What is an Attack Surface?
Your attack surface is represented by all of the points on your network where an adversary can attempt to gain entry to your information systems. Basically, any technique that a human can use to gain unauthorized access to your company’s data via any asset. For a medium to large sized enterprise, the attack surface can be gigantic. Hundreds of thousands of assets potentially targeted by hundreds of attack vectors can mean that your attack surface is made up of tens of millions to hundreds of billions of signals that must be monitored at all times – no easy feat!
What is an Attack Vector?
Attack vectors are the methods that adversaries use to breach or infiltrate your network. Attack vectors take many different forms, ranging from malware and ransomware, to man-in-the-middle attacks, compromised credentials, and phishing. Some attack vectors target weaknesses in your security and overall infrastructure, others target weaknesses in the humans that have access to your network. Some of the common attack vectors are:
- Compromised Credentials
- Weak and Stolen Credentials
- Malicious Insider
- Missing or Poor Encryption
- Trust Relationships
The chart below represents your attack surface. The x-axis represents all of your assets – everything from network infrastructure such as wifi access points and routers, to managed and unmanaged devices, IoT devices and cloud applications, and more. The y-axis represents the hundreds of attack vectors available to your adversaries, ranging from simple things like weak passwords, to more complex things like phishing, unpatched software, encryption issues, mis-configuration, etc.

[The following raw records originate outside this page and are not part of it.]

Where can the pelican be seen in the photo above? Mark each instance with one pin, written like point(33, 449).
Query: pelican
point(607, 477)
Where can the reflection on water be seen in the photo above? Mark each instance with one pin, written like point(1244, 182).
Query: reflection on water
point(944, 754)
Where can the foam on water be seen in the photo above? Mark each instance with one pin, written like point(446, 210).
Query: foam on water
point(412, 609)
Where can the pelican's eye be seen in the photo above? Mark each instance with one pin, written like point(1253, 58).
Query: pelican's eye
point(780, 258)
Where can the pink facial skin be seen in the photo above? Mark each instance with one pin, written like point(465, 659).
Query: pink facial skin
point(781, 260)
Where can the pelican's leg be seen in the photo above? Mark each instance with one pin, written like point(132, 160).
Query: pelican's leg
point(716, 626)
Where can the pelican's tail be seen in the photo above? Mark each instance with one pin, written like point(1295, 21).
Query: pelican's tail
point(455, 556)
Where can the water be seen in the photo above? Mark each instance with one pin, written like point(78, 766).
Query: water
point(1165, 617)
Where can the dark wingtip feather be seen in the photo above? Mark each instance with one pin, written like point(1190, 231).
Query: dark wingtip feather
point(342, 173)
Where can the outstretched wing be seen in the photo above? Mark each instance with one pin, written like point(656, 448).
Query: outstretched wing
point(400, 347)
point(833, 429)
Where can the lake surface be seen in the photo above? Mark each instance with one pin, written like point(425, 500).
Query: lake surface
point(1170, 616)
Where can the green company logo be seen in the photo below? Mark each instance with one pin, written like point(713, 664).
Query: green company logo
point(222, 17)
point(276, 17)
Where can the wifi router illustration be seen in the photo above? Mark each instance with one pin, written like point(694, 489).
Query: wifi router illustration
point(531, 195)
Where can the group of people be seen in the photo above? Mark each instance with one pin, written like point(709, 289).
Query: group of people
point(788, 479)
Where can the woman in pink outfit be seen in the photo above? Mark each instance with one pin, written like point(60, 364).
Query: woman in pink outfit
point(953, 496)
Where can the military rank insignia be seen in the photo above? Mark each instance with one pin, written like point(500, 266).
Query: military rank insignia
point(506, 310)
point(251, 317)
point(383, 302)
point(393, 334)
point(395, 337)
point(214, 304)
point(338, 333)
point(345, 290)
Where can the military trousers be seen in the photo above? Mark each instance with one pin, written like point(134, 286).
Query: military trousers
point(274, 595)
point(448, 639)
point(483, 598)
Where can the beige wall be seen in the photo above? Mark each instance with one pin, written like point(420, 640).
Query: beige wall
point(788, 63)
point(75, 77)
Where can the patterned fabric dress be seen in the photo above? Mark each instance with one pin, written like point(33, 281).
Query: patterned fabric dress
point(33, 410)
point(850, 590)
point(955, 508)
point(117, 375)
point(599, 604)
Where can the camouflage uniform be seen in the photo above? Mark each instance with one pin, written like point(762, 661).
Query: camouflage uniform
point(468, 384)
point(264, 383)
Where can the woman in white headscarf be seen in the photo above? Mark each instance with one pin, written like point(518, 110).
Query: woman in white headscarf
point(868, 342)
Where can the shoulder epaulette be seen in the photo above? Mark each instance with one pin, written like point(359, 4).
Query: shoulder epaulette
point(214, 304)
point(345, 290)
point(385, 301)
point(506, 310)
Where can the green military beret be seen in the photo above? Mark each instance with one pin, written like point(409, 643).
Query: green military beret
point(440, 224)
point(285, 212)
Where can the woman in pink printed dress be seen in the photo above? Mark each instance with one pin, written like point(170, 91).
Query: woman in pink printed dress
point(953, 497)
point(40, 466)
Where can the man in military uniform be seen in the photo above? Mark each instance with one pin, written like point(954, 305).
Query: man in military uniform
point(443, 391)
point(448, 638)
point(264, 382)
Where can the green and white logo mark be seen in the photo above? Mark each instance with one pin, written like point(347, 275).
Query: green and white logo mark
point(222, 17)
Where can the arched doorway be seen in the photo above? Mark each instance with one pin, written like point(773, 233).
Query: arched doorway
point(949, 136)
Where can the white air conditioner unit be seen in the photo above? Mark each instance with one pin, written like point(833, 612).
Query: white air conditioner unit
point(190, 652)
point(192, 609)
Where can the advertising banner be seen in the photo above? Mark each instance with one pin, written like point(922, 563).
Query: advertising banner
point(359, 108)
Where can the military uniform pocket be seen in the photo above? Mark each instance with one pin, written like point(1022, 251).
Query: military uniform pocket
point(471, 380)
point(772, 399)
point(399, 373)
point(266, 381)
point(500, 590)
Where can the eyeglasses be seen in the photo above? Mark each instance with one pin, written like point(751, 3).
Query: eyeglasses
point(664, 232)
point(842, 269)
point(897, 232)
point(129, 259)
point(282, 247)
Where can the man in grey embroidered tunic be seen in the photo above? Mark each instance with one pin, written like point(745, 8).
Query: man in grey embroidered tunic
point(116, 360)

Equifax Breach Attack Vectors
Let’s take the Equifax breach of 2017 as an illustrative example of attack surfaces and attack vectors. It is likely that, when planning the breach, the adversaries looked at all externally exposed assets (the external facing portion of the Equifax attack surface) until they found a weakness. In this case, the weakness was an unpatched vulnerability in a public facing web server. The initial attack vector targeted that vulnerability. From there, the attackers now had internal access to Equifax and a broader addressable attack surface.
The next vector used leverage compromised credentials. Since Equifax hadn’t properly segmented and isolated assets on their network, the attackers were able to move laterally, eventually finding a server that stored usernames and passwords in cleartext, giving them access to even more assets. On it went, until critical data was eventually exfiltrated from the Equifax network.